Making Decisions in the Midst of Chaos

Below is an article I wrote for Zondervan which now appears in a book called Steering Through Chaos by Scott Wilson. The subtitle says it all: "Mapping a Clear Direction for Your Church in the Midst of Transition and Change." This book holds a lot of fascination for me, so watch for a review in the coming weeks. For now, here is the article which was reprinted in the book. Last month President Obama held a town hall a few minutes away from our church. He announced to the watching world that he was standing in the county with the worst unemployment rate in the nation. That wasn't a surprise to us in Granger—we had been feeling the pain of the downward spiraling economy for nearly two years.

In fact, it led to the agonizing decision to cut eight full-time staff positions. We could no longer afford to pay them. That meant I had to fire a woman who had served us faithfully for more than ten years; and another who is a single mom with three kids; and another whose mother-in-law died the night before; and another who was my personal assistant and good friend.

I've long believed that more leaders mess up because of bad communication than because of bad decisions. Very few leaders fail because they made the wrong decisions. But many fail because they didn't take the time to communicate the decision to the right people, at the right time, in the right order. In my experience, I'd say twenty-percent of leadership is making the right decisions. Eighty percent is appropriately communicating those decisions.

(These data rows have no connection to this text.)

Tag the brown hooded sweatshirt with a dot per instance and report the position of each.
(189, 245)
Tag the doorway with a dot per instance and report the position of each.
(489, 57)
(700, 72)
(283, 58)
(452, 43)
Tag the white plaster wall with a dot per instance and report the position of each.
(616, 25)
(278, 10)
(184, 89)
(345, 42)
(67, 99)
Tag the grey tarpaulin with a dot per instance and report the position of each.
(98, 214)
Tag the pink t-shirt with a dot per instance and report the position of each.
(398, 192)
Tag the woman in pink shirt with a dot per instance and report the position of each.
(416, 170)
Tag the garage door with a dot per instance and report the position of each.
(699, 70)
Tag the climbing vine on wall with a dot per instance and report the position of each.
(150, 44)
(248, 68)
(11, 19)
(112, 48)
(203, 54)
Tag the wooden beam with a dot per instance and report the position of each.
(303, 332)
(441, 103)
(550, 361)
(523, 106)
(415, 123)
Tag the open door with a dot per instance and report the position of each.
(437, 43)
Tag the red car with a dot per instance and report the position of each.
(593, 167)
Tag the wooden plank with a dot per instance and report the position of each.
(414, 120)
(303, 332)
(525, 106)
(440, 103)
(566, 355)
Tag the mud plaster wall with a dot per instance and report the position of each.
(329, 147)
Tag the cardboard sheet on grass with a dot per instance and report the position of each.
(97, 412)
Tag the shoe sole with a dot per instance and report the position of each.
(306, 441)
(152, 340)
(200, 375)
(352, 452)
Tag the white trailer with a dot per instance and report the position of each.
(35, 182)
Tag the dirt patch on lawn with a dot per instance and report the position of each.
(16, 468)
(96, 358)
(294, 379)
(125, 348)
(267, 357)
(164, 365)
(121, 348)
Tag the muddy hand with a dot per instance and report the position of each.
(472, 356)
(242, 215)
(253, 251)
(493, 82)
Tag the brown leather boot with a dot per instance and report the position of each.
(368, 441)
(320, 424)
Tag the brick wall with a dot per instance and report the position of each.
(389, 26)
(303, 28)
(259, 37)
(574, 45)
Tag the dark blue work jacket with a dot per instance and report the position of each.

And appropriate communication for this transition was needed. We had people who walked into work on a Monday morning with a job, and left minutes later unemployed. We had remaining staff members who just learned they would no longer be working with their best friend. We had family members who were hurting for their dad or mom or spouse. We had eight people who we loved and cherished now entering a job climate that was harsh—where one in six people are unemployed and looking for work. We had volunteers who were rightfully in pain for their friends.

Challenging leadership transitions require great communication. But communication isn't an exact science. It requires strategy, assessment, execution, reassessment, more execution, and finally evaluation of what worked and what didn't.

I'm not a pro at this, but I have learned a few things in my fifteen years at Granger…

  • Start with a written communication strategy.
  • Don't delay your communication. Waiting says you are hiding something.
  • Consider your key influencers. Who needs to know first? Then who? Who after that?
  • Be straight with people. No one will be surprised you are facing troubles. They are just watching to see how you will handle it.
  • Ask people to help you. Everyone has potential to fuel the fire of gossip and bitterness or put it out. Call your leaders to be firemen and women for a short time, and provide them water (i.e. information) so they can be effective.
  • Plan time for conversations to help people process. You've been living in the pain for awhile and are ready to move on. But they are experiencing it for the first time. Give them space to vent.

If you aren't going through a tough transition right now—I can promise you that one is just around the corner. Spend time making the best decision you possibly can with the information you have available. But then spend most your time focusing on communication. That is where the battle is won or lost.